Is your company ready to go public? - Butler Financial, LTD
Important Tax FAQs


Is your company ready to go public?

Consider these factors before you decide to take the plunge.

It’s exciting to own a fast-growing business, but you may get to a point where you need an injection of capital to take it to the next level. This could be the time to consider taking your company public.

Why go public

While there are many reasons to take your company public, the most common motivation is to raise additional capital.

Owners and employees can sell public stock more easily than private stock, increasing the liquidity of their equity. A public company often can attract employees more readily because it can compensate workers with company stock and stock options.

Going public also increases publicity, brand awareness and prestige for a company. This alone may lead to additional expansion opportunities.

All this may sound well and good, but you should determine if going public aligns with your company’s long-term strategic objectives. For one, you should understand you may lose some flexibility to make operating decisions because you’ll have the stakeholders’ desires to bear in mind.
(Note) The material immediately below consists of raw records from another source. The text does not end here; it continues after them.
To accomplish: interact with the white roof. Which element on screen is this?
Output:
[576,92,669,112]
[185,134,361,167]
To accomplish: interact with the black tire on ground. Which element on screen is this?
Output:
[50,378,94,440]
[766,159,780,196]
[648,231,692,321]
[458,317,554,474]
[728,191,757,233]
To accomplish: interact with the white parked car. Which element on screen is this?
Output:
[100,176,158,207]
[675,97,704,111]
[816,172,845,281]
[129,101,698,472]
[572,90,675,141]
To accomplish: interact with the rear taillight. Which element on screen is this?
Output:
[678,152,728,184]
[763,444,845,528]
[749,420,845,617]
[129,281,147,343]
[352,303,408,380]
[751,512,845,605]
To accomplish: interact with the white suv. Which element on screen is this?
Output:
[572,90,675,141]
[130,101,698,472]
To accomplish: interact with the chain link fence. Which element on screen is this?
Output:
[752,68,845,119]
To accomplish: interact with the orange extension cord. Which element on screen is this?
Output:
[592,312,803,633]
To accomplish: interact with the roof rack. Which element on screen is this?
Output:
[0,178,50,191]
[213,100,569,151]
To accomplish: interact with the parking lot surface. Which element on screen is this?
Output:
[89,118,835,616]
The initial offering is only the first step; you’ll want to ensure your company has the financial strength, market viability and operating competency to be a successful public company in the long term.

Three pathways

The most common way to go public is through an initial public offering (IPO). These are what we’re accustomed to hearing about in the news when a company takes the public plunge. An IPO raises capital by selling newly issued stock shares to investment banks. Then investment banks turn around and sell those shares to institutional investors.

While an IPO is the traditional pathway to going public, there’s also a special purpose acquisition company (SPAC) and a direct listing. A SPAC is a shell company using an IPO for the purpose of merging with or acquiring a yet-to-be-identified private operating company. The SPAC combines with the private company within two years and the resulting company becomes public. Funds are raised through the SPAC’s IPO proceeds and additional capital from private financing. This option tends to be more attractive for bigger companies looking to go public.
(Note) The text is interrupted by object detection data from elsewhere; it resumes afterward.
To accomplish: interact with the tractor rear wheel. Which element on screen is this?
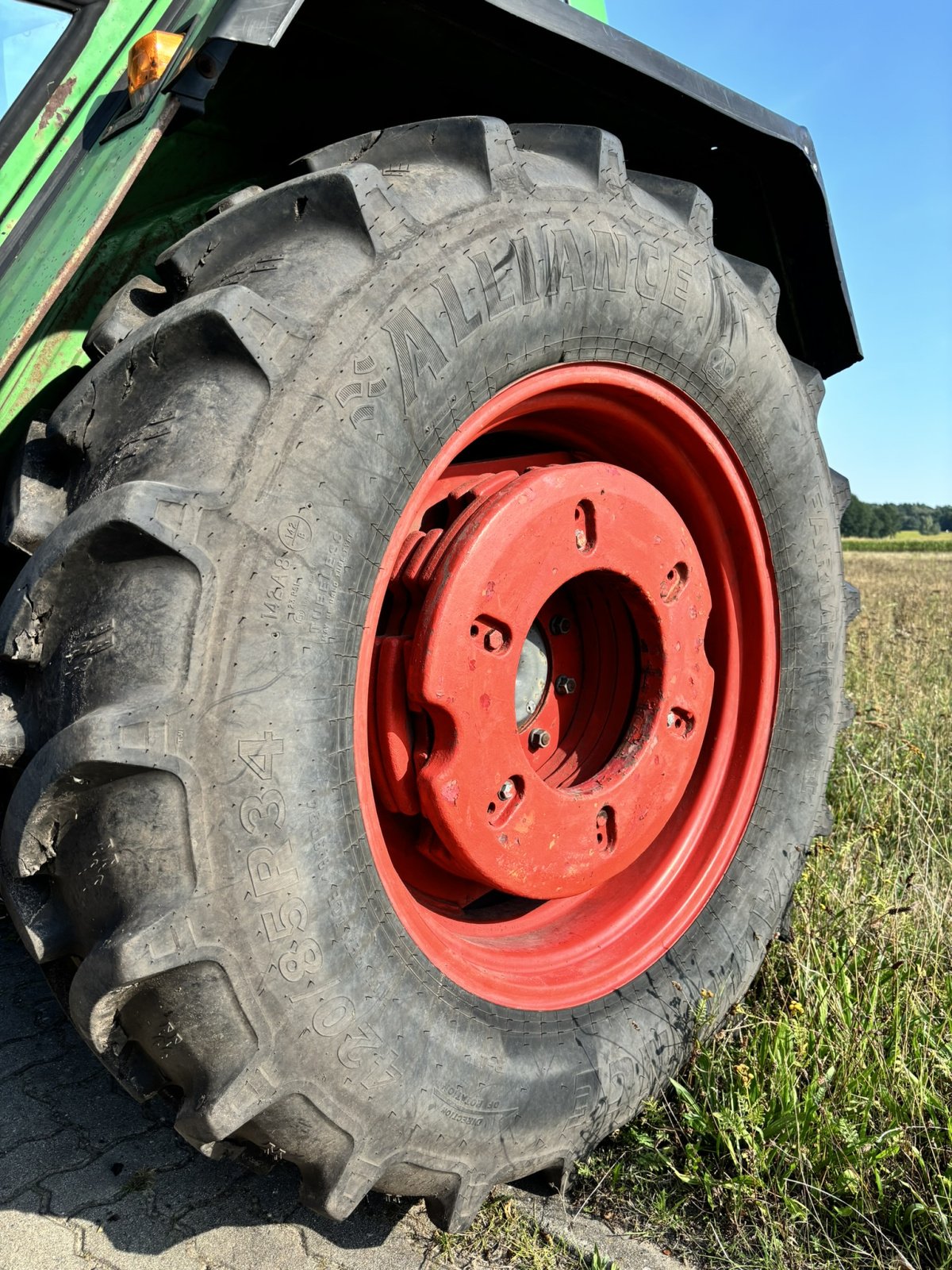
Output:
[0,118,846,1230]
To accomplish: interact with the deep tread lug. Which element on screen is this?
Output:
[300,1152,382,1222]
[0,692,27,767]
[205,186,264,221]
[300,116,519,203]
[628,171,713,244]
[0,421,66,555]
[175,1058,279,1147]
[156,164,421,296]
[830,468,853,521]
[721,252,781,321]
[843,582,861,625]
[814,802,833,838]
[791,357,827,416]
[83,273,169,360]
[0,868,74,965]
[0,481,207,665]
[512,123,627,194]
[425,1179,493,1234]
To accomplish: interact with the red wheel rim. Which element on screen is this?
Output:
[354,364,779,1010]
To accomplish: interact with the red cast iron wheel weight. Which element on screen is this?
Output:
[354,364,779,1010]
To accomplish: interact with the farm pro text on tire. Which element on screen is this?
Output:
[0,118,844,1230]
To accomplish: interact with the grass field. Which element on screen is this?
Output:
[566,552,952,1270]
[843,529,952,551]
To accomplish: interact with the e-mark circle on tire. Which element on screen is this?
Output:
[0,118,846,1230]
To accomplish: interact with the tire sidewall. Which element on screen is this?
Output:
[160,190,843,1180]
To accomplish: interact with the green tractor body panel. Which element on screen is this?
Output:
[0,0,861,467]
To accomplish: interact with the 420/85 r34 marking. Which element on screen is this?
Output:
[355,364,778,1010]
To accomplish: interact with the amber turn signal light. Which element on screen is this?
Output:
[129,30,184,106]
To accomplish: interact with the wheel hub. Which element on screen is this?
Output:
[372,462,713,899]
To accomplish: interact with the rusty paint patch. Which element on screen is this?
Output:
[0,99,179,391]
[36,75,76,136]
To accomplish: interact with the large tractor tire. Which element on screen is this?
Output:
[0,118,846,1230]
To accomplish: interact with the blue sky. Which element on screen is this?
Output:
[608,0,952,506]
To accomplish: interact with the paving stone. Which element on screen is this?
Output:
[0,910,678,1270]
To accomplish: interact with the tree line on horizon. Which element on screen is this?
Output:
[840,497,952,538]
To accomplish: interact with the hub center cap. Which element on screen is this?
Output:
[396,462,713,899]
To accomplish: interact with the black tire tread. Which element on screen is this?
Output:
[0,118,847,1230]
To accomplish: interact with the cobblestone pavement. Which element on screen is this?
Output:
[0,906,681,1270]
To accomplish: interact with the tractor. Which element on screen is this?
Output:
[0,0,861,1230]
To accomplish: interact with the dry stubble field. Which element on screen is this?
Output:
[559,552,952,1270]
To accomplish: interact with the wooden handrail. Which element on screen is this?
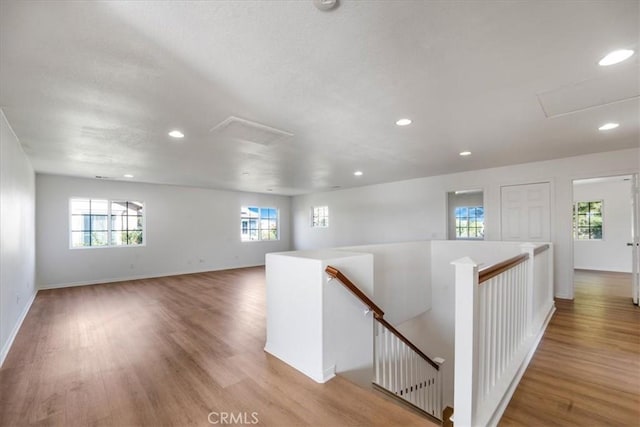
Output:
[324,265,384,317]
[376,316,440,370]
[324,265,440,370]
[533,243,550,256]
[478,254,529,284]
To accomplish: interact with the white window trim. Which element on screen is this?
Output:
[573,199,606,242]
[240,205,280,243]
[67,196,147,250]
[309,205,329,228]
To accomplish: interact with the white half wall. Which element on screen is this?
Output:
[338,241,431,325]
[265,250,373,383]
[292,149,640,298]
[0,110,36,366]
[573,178,631,273]
[36,174,291,288]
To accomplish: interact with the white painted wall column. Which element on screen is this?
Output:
[451,257,479,426]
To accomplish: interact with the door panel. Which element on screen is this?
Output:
[500,182,551,242]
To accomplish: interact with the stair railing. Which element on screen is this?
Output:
[325,266,444,422]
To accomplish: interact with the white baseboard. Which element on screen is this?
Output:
[264,343,336,384]
[0,290,38,368]
[38,264,264,290]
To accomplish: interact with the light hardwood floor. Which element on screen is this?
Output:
[500,270,640,427]
[0,268,640,426]
[0,268,429,427]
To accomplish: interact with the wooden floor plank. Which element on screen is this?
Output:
[500,270,640,427]
[0,267,429,427]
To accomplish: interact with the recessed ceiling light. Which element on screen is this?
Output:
[598,123,620,130]
[598,49,633,67]
[396,119,411,126]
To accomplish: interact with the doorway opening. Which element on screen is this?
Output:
[572,175,638,304]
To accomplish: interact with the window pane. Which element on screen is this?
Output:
[91,231,109,246]
[71,215,90,231]
[91,215,108,231]
[71,231,91,248]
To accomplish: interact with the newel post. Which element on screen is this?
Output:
[451,257,479,426]
[520,243,536,336]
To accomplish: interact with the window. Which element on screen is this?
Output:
[70,199,144,248]
[240,206,280,242]
[311,206,329,228]
[573,200,602,240]
[455,206,484,239]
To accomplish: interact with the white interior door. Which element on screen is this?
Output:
[630,174,640,304]
[500,182,551,242]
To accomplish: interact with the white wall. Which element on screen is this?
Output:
[573,178,631,273]
[397,240,522,406]
[265,250,373,383]
[338,241,431,325]
[36,174,291,288]
[0,110,36,366]
[292,149,640,298]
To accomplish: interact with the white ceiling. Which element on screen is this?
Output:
[0,0,640,195]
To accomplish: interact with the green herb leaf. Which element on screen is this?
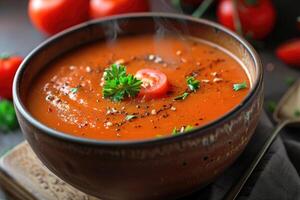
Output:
[70,87,79,94]
[0,100,18,132]
[125,115,137,121]
[174,92,190,101]
[184,125,194,132]
[102,64,142,101]
[267,101,277,113]
[294,109,300,117]
[233,81,247,91]
[171,127,180,135]
[171,125,194,135]
[186,76,200,92]
[284,76,296,86]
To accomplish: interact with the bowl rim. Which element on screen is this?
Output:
[13,12,264,147]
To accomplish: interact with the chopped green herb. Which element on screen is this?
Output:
[184,125,194,132]
[70,87,79,94]
[186,76,200,92]
[171,125,194,135]
[125,115,137,121]
[294,109,300,117]
[174,92,190,101]
[171,127,180,135]
[0,100,18,132]
[233,81,247,91]
[102,64,142,101]
[174,76,200,101]
[284,76,296,86]
[267,101,277,113]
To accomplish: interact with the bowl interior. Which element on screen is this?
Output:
[14,13,262,142]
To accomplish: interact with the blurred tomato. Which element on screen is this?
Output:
[182,0,203,6]
[276,39,300,67]
[28,0,89,35]
[0,55,23,99]
[217,0,276,39]
[90,0,149,18]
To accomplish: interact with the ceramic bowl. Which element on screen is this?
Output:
[13,13,263,200]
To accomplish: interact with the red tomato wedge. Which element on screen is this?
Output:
[135,69,169,99]
[276,39,300,67]
[0,56,23,99]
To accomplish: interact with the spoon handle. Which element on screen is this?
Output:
[224,121,289,200]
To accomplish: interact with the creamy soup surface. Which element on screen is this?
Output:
[26,35,251,141]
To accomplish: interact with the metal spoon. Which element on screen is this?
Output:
[224,80,300,200]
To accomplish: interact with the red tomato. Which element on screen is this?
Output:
[90,0,149,18]
[217,0,276,39]
[182,0,203,6]
[28,0,89,35]
[276,39,300,67]
[0,56,23,99]
[135,69,169,99]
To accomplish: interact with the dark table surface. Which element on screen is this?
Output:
[0,0,300,199]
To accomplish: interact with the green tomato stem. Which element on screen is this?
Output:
[192,0,214,18]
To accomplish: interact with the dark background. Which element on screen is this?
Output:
[0,0,300,199]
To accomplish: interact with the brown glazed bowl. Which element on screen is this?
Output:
[13,13,263,200]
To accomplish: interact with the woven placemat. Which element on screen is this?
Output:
[0,142,99,200]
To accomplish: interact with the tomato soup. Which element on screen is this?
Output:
[26,35,251,140]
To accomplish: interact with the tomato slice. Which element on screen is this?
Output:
[276,39,300,67]
[135,69,169,99]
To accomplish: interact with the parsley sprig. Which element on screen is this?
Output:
[102,64,142,101]
[174,76,200,101]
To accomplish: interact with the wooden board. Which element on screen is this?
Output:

For a company to go public through direct listing, the organization allows existing shareholders to sell shares directly to the public. This option is historically used by very large, consumer-facing companies that have strong brand recognition and can generate enough market interest.

How to prepare

Before determining if your company should conduct an initial public offering, understand the process will take time and money. It can take several months or longer, and some of the timing may be out of your control. You’ll want to decide on the right time to go public, taking into account investor and market demands, the overall economic climate, and consumer interest in your products or services.

You should have capable leadership in place and experienced advisors to see you through the process. A suitable team will include auditors, attorneys, accountants and underwriters due to the increased financial reporting and auditing standards that apply to public companies.

Prepare your organization by getting governance and reporting systems in order. They must be reliable, accurate and timely to comply with SEC requirements. These rigorous obligations under the Exchange Act include annual and quarterly reports, current reports and requirements relating to communications with shareholders. Information about business operations, financial conditions and management within these disclosures is expected to be detailed.

Before taking the first step, it’s always a good idea to do some housekeeping. Revisit your personal financial plan and estate/life insurance documents to anticipate how the net after-tax results of any sales proceeds received or stock growth could affect your plans. There’s also the option to create a charitable giving plan using low basis shares whose value may increase exponentially after the IPO.

This year might be the year your company joins the ranks of publicly traded companies. Be prepared for what’s expected of your organization if you make the move and how you can continue to build a successful public company.


Every investor’s situation is unique and you should consider your investment goals, risk tolerance and time horizon before making any investment.